La gorge d'Anne se serra. Elle avait entraperçu Aaron dans les couloirs du palais, mais le jeune homme ne lui avait pas parlé ; plus, elle sentait une espèce de réticence, comme s'il l'évitait avec soin. Elle haussa les épaules pour chasser ces idées noires, et Héloïse comprit.

— Après tout, peut-être vous recontactera-t-il.

— Aaron ?

— Louis Chastelain de Verly.

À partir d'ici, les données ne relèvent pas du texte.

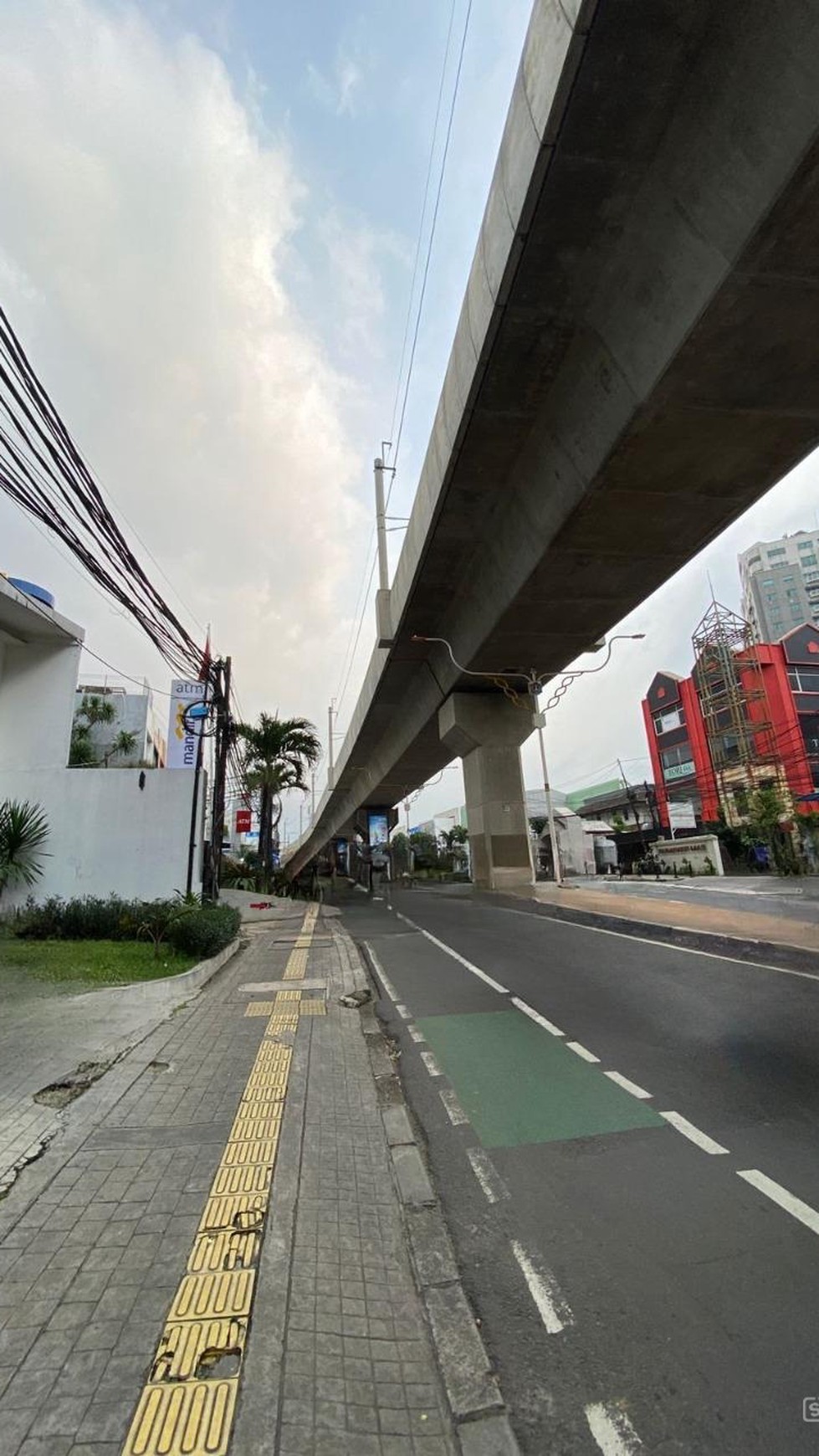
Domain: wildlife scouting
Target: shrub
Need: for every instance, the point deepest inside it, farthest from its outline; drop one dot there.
(88, 919)
(191, 928)
(204, 932)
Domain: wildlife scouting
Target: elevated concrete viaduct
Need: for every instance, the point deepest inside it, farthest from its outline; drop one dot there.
(636, 361)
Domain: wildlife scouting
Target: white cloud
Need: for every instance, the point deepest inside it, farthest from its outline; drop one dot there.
(340, 90)
(146, 224)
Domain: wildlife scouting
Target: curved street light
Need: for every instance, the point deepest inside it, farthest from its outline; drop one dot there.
(535, 682)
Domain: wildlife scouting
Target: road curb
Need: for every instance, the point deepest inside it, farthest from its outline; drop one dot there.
(470, 1383)
(736, 948)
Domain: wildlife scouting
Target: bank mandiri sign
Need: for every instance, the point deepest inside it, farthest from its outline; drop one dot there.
(181, 741)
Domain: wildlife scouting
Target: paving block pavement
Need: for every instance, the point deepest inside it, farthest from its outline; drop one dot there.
(96, 1247)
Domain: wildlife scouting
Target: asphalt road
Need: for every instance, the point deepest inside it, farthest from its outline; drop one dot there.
(635, 1290)
(787, 899)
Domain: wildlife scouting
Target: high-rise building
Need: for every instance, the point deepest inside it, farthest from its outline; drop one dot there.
(746, 718)
(780, 584)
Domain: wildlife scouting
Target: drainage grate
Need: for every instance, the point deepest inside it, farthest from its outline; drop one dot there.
(194, 1349)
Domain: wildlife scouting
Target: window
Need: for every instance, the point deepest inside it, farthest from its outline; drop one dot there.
(665, 722)
(803, 679)
(729, 746)
(677, 763)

Vous êtes devenue demoiselle d'honneur de l'impératrice. Cela fait réfléchir.

Anne éclata de rire, et piqua sa dentelle avec bonne humeur. Pour la première fois depuis le premier février, sa tristesse s'écarta d'elle quelques minutes. Héloïse était une magicienne. Puis les nuages noirs revinrent se masser autour d'elle, sombres et inquiétants. Devant ses yeux, les deux tombes dansaient.

— Mademoiselle Baraguey d'Hilliers, quelqu'un demande à vous voir, déclara la duchesse Colonna-Walewski avec une satisfaction mal dissimulée.

Elle releva les yeux, s'étonna en silence. Personne ne l'avait jamais demandée jusqu'alors. Et l'air jubilant de la duchesse ne lui donnait pas confiance. Un bref instant, elle se demanda si son père était de passage à Paris.

— Ce doit être Léopold Niel, chuchota Héloïse à son côté. Il se retrouve souvent sur notre chemin, ne trouvez-vous pas ?

— Je ne l'ai jamais noté, réfléchit Anne à voix haute, sourcils froncés. Je vais voir.

Héloïse secoua la tête et s'empressa de la suivre, curieuse comme un chaton. Anne dévala les escaliers, porta inconsciemment la main à son chignon pour vérifier que l'échafaudage tenait bon et releva les yeux.

— Louis... ? balbutia-t-elle – et son cœur s'emballa aussitôt, tel un mécanisme bien réglé.

Le Saint-Cyrien se retourna et eut un séduisant sourire.

— Bonjour, Anne. Comment allez-vous ?

— Euh... je...

Derrière elle, Héloïse s'accroupit aussitôt derrière la rampe d'escalier puis fronça le nez, signe d'un profond mécontentement de sa part. Voilà que le godelureau recommençait son manège. Et ni Aaron ni Léopold Niel n'étaient pas là.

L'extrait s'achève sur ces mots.